Loss of IRA2 suppresses the growth defect on low glucose caused by the snf3 mutation in Saccharomyces cerevisiae


  • Present address: George Theodoris, Arcadia Bio Sciences, Davis, CA 95616, USA.

  • Editor: Terrance Cooper

Correspondence: Linda Bisson, One Shields Avenue, Davis, CA 95616-8749, USA. Tel.: +1 530 752 3835; fax: +1 530 752 0382; e-mail: lfbisson@ucdavis.edu


SNF3 encodes a low-glucose sensor in Saccharomyces cerevisiae that regulates the expression of a subset of hexose transporter genes. Deletion of SNF3 prevents rapid adaptation to low glucose concentration. Novel spontaneous suppressor mutants of the snf3Δ phenotype were isolated. The mutations isolated fell into one of two groups: those that increase the expression of transporters regulated by Snf3p, and those that show no detectable effect on the regulation of these genes. The physiologic role of one mutation, rgg2 (restoration of growth on glucose), that did not affect HXT gene expression was assessed by transcriptome analysis.

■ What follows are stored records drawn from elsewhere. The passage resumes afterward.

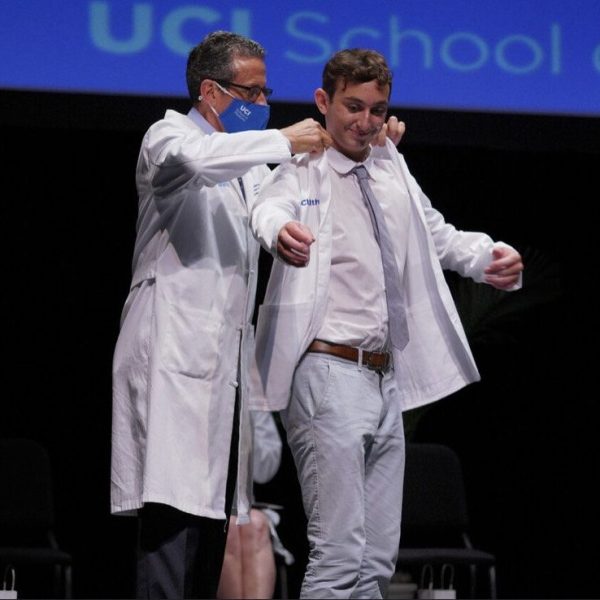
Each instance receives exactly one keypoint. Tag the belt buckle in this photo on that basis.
(374, 367)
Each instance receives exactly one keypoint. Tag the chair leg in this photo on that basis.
(283, 583)
(472, 581)
(492, 576)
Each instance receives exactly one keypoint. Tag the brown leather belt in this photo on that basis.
(377, 361)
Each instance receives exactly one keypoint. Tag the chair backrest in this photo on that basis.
(26, 496)
(434, 505)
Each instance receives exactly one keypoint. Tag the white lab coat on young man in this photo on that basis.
(186, 331)
(437, 360)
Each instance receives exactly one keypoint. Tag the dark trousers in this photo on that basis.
(181, 555)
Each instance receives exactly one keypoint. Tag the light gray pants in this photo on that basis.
(344, 428)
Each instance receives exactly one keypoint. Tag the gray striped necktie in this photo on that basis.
(398, 326)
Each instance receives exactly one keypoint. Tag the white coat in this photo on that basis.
(437, 360)
(186, 331)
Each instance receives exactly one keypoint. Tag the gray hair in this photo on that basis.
(214, 57)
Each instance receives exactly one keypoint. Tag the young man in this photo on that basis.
(343, 345)
(181, 436)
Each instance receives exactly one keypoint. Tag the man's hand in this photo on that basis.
(393, 129)
(504, 271)
(307, 136)
(293, 244)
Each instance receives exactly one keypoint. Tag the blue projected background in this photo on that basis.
(511, 56)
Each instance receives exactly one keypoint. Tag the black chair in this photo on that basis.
(27, 537)
(435, 519)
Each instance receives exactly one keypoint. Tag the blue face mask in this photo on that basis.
(244, 116)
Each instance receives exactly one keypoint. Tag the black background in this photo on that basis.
(527, 433)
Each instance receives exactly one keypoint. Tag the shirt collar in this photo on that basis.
(342, 164)
(195, 116)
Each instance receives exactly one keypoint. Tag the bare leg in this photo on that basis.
(231, 582)
(249, 565)
(258, 561)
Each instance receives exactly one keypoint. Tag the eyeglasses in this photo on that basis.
(253, 91)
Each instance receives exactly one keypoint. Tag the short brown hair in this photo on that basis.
(356, 65)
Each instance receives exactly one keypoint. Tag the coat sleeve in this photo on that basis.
(277, 204)
(466, 252)
(176, 154)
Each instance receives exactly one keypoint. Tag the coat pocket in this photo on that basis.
(192, 338)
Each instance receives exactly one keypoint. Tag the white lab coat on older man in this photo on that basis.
(186, 330)
(437, 360)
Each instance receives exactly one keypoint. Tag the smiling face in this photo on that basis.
(354, 115)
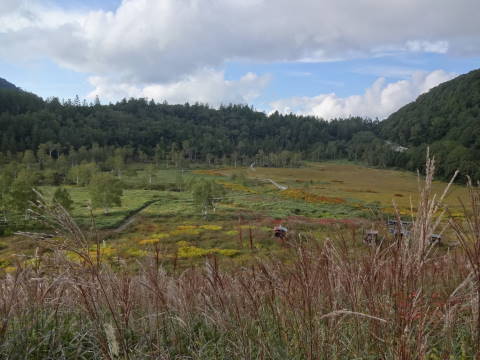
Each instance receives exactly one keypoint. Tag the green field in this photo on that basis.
(321, 198)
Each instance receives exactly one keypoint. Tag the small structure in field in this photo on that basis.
(280, 231)
(371, 237)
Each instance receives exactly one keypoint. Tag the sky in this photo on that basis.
(327, 58)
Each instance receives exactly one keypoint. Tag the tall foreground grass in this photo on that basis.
(403, 299)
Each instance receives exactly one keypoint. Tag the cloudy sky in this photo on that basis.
(329, 58)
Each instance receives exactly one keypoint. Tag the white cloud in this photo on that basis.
(162, 45)
(379, 100)
(161, 41)
(206, 86)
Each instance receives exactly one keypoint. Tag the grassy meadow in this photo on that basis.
(158, 280)
(321, 199)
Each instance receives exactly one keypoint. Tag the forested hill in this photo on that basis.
(200, 132)
(447, 118)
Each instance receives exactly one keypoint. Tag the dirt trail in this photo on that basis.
(132, 217)
(281, 187)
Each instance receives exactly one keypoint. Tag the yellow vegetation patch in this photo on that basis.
(9, 269)
(309, 197)
(186, 250)
(136, 253)
(149, 241)
(235, 187)
(154, 239)
(211, 227)
(208, 172)
(185, 232)
(187, 227)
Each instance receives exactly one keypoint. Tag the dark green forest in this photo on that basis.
(33, 130)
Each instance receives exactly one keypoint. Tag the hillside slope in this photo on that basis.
(450, 111)
(446, 119)
(4, 84)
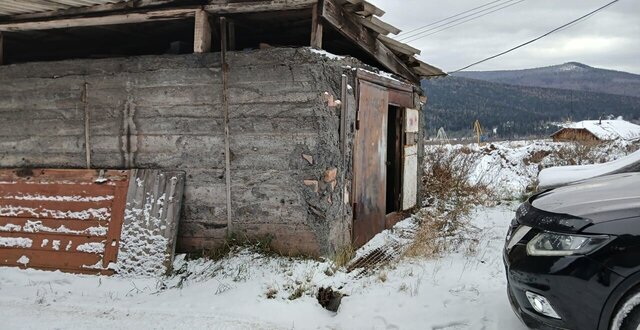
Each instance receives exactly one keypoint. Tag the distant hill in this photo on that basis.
(515, 111)
(572, 76)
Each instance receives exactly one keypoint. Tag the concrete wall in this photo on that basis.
(166, 112)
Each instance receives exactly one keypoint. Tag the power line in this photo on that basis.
(413, 34)
(538, 38)
(421, 35)
(450, 17)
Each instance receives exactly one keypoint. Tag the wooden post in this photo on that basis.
(316, 28)
(231, 30)
(225, 105)
(87, 137)
(202, 33)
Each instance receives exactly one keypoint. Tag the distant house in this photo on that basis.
(598, 130)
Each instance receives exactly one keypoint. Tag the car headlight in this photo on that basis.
(556, 244)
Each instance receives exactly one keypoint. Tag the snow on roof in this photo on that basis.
(562, 175)
(608, 129)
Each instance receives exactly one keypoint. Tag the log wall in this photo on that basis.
(166, 112)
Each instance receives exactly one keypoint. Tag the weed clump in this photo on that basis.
(449, 197)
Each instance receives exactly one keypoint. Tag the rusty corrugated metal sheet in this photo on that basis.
(69, 220)
(370, 157)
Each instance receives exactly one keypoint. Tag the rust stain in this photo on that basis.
(370, 156)
(68, 220)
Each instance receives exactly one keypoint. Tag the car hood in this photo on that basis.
(602, 199)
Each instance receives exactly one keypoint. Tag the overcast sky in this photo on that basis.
(610, 39)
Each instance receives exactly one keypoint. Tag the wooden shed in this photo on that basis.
(598, 130)
(275, 134)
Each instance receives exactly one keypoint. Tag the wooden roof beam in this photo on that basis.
(347, 24)
(379, 26)
(225, 7)
(363, 8)
(399, 46)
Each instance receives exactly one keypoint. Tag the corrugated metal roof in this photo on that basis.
(16, 7)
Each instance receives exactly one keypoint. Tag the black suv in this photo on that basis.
(572, 256)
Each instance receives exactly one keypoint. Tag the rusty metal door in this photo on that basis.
(70, 220)
(370, 156)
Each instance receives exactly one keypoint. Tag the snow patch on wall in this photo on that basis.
(16, 211)
(93, 247)
(143, 248)
(37, 227)
(14, 242)
(24, 260)
(326, 54)
(37, 197)
(10, 227)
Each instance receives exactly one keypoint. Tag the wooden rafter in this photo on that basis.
(379, 26)
(316, 28)
(202, 33)
(138, 17)
(347, 24)
(399, 46)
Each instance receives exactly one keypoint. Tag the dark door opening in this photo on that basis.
(394, 159)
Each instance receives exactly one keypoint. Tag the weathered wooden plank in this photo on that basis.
(288, 239)
(70, 227)
(274, 125)
(42, 159)
(193, 244)
(316, 28)
(202, 32)
(74, 262)
(398, 46)
(347, 25)
(62, 176)
(379, 26)
(150, 224)
(363, 8)
(114, 19)
(122, 67)
(266, 111)
(232, 7)
(179, 126)
(76, 190)
(92, 10)
(1, 48)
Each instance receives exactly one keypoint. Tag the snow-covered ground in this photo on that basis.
(463, 290)
(510, 168)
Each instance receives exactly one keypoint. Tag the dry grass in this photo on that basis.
(344, 255)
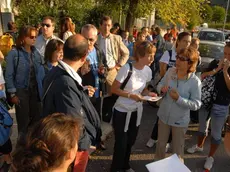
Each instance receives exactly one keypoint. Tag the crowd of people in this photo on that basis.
(57, 85)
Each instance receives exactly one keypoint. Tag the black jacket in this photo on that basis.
(65, 95)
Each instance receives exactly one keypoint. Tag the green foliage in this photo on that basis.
(32, 11)
(195, 21)
(179, 11)
(218, 14)
(207, 13)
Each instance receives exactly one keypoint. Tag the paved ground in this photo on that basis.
(100, 161)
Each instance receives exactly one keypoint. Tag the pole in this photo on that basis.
(226, 15)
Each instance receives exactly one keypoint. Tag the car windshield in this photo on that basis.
(211, 36)
(211, 51)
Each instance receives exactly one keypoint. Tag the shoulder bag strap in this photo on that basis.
(128, 76)
(16, 65)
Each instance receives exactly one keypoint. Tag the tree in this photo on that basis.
(207, 13)
(170, 11)
(218, 14)
(32, 11)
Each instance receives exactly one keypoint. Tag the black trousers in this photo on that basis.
(154, 134)
(123, 140)
(6, 148)
(29, 109)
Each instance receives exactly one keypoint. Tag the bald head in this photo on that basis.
(75, 47)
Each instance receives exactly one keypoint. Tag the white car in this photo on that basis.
(212, 35)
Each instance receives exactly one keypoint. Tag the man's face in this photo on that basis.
(185, 42)
(106, 26)
(91, 36)
(47, 28)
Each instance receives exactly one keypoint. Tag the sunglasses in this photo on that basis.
(90, 39)
(44, 24)
(33, 37)
(182, 58)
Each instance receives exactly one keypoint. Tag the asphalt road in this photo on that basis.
(100, 161)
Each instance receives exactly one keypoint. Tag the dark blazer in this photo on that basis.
(65, 95)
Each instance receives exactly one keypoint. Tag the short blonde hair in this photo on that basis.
(193, 56)
(145, 47)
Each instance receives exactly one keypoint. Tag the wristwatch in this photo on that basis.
(12, 95)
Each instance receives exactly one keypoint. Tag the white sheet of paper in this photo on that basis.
(152, 99)
(170, 164)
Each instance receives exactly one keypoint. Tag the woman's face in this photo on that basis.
(182, 62)
(227, 53)
(30, 39)
(195, 45)
(184, 42)
(148, 59)
(58, 54)
(141, 38)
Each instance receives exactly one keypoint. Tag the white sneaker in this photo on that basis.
(167, 147)
(208, 163)
(151, 143)
(194, 149)
(129, 170)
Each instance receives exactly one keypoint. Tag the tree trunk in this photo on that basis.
(130, 17)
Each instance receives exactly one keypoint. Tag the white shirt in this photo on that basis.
(135, 85)
(165, 58)
(106, 46)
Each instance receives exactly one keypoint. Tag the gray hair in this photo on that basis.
(87, 27)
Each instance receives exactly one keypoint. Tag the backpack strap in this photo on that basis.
(128, 76)
(16, 65)
(170, 55)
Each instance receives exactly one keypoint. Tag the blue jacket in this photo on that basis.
(177, 113)
(21, 77)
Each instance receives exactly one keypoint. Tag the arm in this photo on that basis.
(164, 63)
(226, 74)
(1, 57)
(163, 69)
(212, 69)
(124, 52)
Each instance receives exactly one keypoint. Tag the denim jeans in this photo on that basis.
(218, 116)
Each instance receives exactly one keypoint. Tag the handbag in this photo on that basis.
(6, 122)
(108, 102)
(208, 92)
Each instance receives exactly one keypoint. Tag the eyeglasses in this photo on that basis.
(33, 37)
(182, 58)
(90, 39)
(44, 24)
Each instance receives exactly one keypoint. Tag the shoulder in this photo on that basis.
(116, 37)
(147, 69)
(195, 80)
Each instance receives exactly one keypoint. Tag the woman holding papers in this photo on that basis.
(182, 92)
(128, 107)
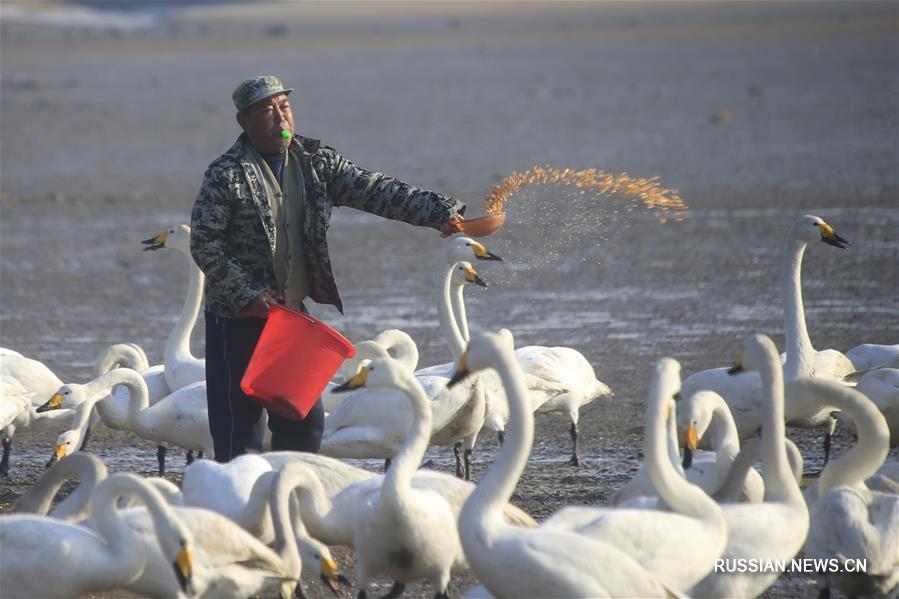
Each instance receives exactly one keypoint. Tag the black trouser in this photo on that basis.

Genes involved in glycogen metabolism and cAMP pathways were affected by the rgg2 mutation, suggesting a cellular role as a regulatory protein. Attempts to clone the wild-type RGG2 allele were unsuccessful. The glycogen phenotype and genetic crossing allowed rgg2 to be identified as an allele of the IRA2 gene. Suppression of the snf3 mutant phenotype by deletion of IRA2 was confirmed. A possible mechanism of the suppression of the snf3 growth defect by mutation of ira2 is discussed.